Cable internet uses the Data Over Cable Service Interface Specification (DOCSIS), a standard originally developed by CableLabs in 1997 and iteratively upgraded to support broadband over the same coaxial infrastructure originally built for cable television. DOCSIS 3.0, which still serves the majority of U.S. cable subscribers, supports up to roughly 1 Gbps download and 50 Mbps upload. DOCSIS 3.1, the current deployment standard, pushes theoretical maximums to 10 Gbps down and 1 to 2 Gbps up, with real-world consumer plans typically capped at 1.2 to 2 Gbps down. Cable is the most widely available broadband technology in the United States, with Comcast Xfinity serving roughly 32 million residential subscribers and Charter Spectrum serving about 30 million, together controlling over 55% of fixed broadband subscriptions. The primary weakness of cable is that it is a shared medium: a single neighborhood node may serve 200 to 500 homes drawing from the same upstream pipe, so speeds can drop 20 to 40% during evening peak hours between 7 and 11 PM. Upload asymmetry is the second weakness, a 1,000 Mbps cable plan typically offers only 35 Mbps upload, which hurts remote workers running video calls and cloud backups. The Broadband Grade treats cable as a mid-tier technology, better than DSL but below fiber. DOCSIS 4.0, which promises symmetrical multi-gigabit service, began limited deployment in 2024 and will close the performance gap with FTTH over the next several years.
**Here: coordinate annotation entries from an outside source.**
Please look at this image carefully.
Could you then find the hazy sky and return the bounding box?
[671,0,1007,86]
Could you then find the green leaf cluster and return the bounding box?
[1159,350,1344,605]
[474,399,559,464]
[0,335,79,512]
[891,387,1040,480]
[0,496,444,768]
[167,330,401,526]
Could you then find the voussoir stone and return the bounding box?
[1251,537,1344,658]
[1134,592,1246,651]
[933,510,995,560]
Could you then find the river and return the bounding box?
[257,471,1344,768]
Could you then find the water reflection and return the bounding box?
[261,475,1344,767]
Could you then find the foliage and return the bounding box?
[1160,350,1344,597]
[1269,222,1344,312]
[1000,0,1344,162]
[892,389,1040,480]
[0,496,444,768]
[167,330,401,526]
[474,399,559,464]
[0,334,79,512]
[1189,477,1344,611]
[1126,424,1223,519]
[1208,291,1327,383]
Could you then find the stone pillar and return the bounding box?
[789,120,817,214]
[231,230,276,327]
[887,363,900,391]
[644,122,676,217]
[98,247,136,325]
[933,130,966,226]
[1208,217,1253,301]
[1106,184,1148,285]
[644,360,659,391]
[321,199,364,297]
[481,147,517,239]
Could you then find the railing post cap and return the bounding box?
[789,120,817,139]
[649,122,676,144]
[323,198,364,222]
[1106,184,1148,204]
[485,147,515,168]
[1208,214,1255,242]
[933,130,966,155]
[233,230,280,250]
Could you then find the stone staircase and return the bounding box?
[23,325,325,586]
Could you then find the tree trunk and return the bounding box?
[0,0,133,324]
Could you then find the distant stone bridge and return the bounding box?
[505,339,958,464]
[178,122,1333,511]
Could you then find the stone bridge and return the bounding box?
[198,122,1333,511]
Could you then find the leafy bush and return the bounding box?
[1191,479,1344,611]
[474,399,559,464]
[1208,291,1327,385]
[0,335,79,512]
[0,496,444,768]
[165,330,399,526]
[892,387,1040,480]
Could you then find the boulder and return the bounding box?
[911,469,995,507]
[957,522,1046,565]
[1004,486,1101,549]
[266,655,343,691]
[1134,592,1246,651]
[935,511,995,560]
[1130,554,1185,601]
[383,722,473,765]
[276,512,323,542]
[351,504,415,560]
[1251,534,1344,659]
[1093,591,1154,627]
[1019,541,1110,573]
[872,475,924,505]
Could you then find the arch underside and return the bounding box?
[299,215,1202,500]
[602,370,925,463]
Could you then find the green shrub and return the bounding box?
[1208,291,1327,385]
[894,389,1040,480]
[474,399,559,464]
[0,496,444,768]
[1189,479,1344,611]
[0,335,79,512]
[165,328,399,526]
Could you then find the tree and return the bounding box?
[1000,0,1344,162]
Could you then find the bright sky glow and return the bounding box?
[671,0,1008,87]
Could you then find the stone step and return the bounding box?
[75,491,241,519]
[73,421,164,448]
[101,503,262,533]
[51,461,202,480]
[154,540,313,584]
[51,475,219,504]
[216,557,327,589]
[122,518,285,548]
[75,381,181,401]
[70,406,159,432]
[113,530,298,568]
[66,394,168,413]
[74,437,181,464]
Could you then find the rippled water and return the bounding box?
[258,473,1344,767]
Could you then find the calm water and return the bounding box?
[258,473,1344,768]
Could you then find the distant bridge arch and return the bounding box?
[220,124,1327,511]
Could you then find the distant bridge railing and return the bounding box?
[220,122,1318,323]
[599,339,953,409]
Frequently Asked Questions

What does "Cable Internet" mean?

Broadband delivered over coaxial cable TV lines using the DOCSIS protocol, typically offering 100-1,200 Mbps download but significantly slower upload speeds.

Why does Cable Internet matter for internet quality?

Cable internet uses the Data Over Cable Service Interface Specification (DOCSIS), a standard originally developed by CableLabs in 1997 and iteratively upgraded to support broadband over the same coaxial infrastructure originally built for cable television. DOCSIS 3.0, which still serves the majority...

About This Data

Definitions based on FCC standards, industry specifications, and federal broadband policy. Speed benchmarks reflect 2024 FCC standards. See our methodology.

this entity is one of the U.S. internet availability and broadband speed concepts that recurs across this site. The definition above is the technical answer; the paragraphs below add the practical context for how the concept connects to the the FCC Broadband Data Collection (BDC) data behind every per-entity page on the site.

In the the FCC Broadband Data Collection (BDC) data, this concept shapes one or more of the fields that drive the per-entity grades and rankings on this site. The methodology page describes which fields feed into which output; this glossary entry documents the underlying term.